One title that has already been wrapped up is the Euro NASCAR Series, which was sealed by Alon Day in Zolder earlier in October. Now, the Israeli has his sights set on another Cup drive having already made a cameo at Richmond this season. He also said to NASCAR that he wants to change people’s perception of his home country.
“I think by having me there, while I was racing [in the Cup Series], I tried to change minds about Israel,” he said. “A lot of people really realized and appreciated that…
“When you think about sports, you don’t think about war. The only war I have is on the race track… I show different sides about Israel and show that we are not only a weapon country or whatever you want to call it or whatever you think about it. We are also good in sports and other things.”
But two-time Euro Series winner Day admits it doesn’t seem likely he will gain a full-time Cup Series seat anytime soon.
“That’s obviously the goal, but I have to be very realistic and know about what’s coming out with sponsors and things like that,” he said. “So, I would say that’s the ultimate goal, but I know it’s very challenging and it’s not going to be easy and it’s still a long process.”
But NASCAR is looking to expand its horizons, and after a successful demonstration of Joey Logano’s No22 Ford at the Gold Coast 600 in Australia this month, it has been reported that series bosses are considering a flyaway NASCAR round in Surfers Paradise.
However, NASCAR told RACER that: “We look forward to working with our friends in Supercars to share best practices, but right now we have no plans to run a national series race in Australia.”
And with television ratings stagnating for the stock car racing series, hosting a race in a time zone at least 14 hours ahead of the United States would be a tough sell for broadcasters.
Scott McLaughlin certainly enjoyed being at the wheel of a NASCAR stock car.
“It’s a bucket-list done, no matter what happens in my life I’m happy I’ve driven a NASCAR,” he said to Motorsport.com.
“I’ve just got to thank Roger [Penske] and Team Penske for letting me have a go. I was probably a little bit of an amateur, I was holding on for dear life. But it was pretty cool.
“I hit the smallest kerb out there and got a massive headache from banging my head on the seat. It didn’t really handle it too well.”
South of the US border, México City will host the 2019 Race of Champions. While the event hasn’t attracted the same calibre of drivers since Pascal Wehrlein injured his back in 2015, and Saudi Arabia controversially hosted the race this year, the Formula 1 venue that is Autodromo Hermanos Rodriguez could nudge the race back into the realms of relevancy. Though it’s doubtful that any current F1 drivers will be entering.
It could draw Fernando Alonso, of course, who has admitted he is still interested in IndyCar next year – but not enough to contest a full-time season.
“I thought it was too demanding [to enter IndyCar full-time] next year,” said Alonso to IndyCar.com.
“I don’t know about in the future, but next year the commitment of the 17 races, it was too much.
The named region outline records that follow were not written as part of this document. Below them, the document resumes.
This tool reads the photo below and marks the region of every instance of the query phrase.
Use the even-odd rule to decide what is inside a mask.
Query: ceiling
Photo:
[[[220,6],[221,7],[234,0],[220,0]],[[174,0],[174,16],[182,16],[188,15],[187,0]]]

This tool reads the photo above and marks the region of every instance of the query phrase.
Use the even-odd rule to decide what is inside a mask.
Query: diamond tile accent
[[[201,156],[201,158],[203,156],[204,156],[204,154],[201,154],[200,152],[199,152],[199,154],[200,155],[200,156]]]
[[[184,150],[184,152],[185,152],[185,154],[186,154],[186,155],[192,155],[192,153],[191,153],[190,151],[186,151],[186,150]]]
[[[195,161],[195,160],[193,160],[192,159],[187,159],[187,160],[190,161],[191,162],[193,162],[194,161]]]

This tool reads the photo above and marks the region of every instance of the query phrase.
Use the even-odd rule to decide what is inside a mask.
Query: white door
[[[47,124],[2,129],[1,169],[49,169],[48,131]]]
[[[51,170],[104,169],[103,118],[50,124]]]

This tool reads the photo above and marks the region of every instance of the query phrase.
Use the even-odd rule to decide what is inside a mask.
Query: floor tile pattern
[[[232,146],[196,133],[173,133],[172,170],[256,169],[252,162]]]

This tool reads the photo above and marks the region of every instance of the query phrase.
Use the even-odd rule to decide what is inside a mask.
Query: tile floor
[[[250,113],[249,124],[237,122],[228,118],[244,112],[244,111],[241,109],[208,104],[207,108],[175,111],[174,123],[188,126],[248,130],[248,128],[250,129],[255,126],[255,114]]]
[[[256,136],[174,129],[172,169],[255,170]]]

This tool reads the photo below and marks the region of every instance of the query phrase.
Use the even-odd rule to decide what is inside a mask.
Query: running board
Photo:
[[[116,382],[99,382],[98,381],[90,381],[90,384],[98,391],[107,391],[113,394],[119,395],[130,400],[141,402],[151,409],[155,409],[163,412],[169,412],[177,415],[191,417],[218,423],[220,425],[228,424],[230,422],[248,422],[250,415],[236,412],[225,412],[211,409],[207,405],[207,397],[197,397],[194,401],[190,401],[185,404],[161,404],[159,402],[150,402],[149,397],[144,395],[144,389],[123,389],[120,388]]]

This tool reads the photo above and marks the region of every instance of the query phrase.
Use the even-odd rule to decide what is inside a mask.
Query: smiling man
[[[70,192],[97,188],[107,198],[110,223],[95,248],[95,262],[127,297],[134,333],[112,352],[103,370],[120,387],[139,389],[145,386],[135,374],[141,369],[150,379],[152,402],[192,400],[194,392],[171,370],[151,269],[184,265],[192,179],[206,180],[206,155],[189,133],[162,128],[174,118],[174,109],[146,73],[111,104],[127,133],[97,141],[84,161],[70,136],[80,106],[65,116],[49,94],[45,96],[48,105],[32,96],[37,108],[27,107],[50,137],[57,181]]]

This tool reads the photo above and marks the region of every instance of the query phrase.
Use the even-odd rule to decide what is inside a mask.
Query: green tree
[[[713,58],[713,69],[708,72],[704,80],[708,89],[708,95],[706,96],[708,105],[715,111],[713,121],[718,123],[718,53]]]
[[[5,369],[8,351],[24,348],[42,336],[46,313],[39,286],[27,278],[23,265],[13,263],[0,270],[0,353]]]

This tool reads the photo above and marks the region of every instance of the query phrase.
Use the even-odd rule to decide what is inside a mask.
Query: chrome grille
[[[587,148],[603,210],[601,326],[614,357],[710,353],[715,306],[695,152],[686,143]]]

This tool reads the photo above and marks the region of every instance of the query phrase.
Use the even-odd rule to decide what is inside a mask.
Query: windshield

That dedication and that amount of work that you need to put into that series to be competitive, starting from zero, I felt it was too much and I shared that with the team.”
Elsewhere, sometime IndyCar racer Santino Ferrucci’s saga with European team Trident continues as the American driver has been ordered to pay €502,000 plus interest and legal fees by the Court of Milan for non-payment of contractually established amounts. The team is also pursuing compensation for damages having terminated Ferrucci’s contract earlier this season.
And finally, in historic racing, the Sportscar Vintage Racing Association (SVRA) has announced its 2019 schedule with meetings at Lime Rock Park and Laguna Seca added next year.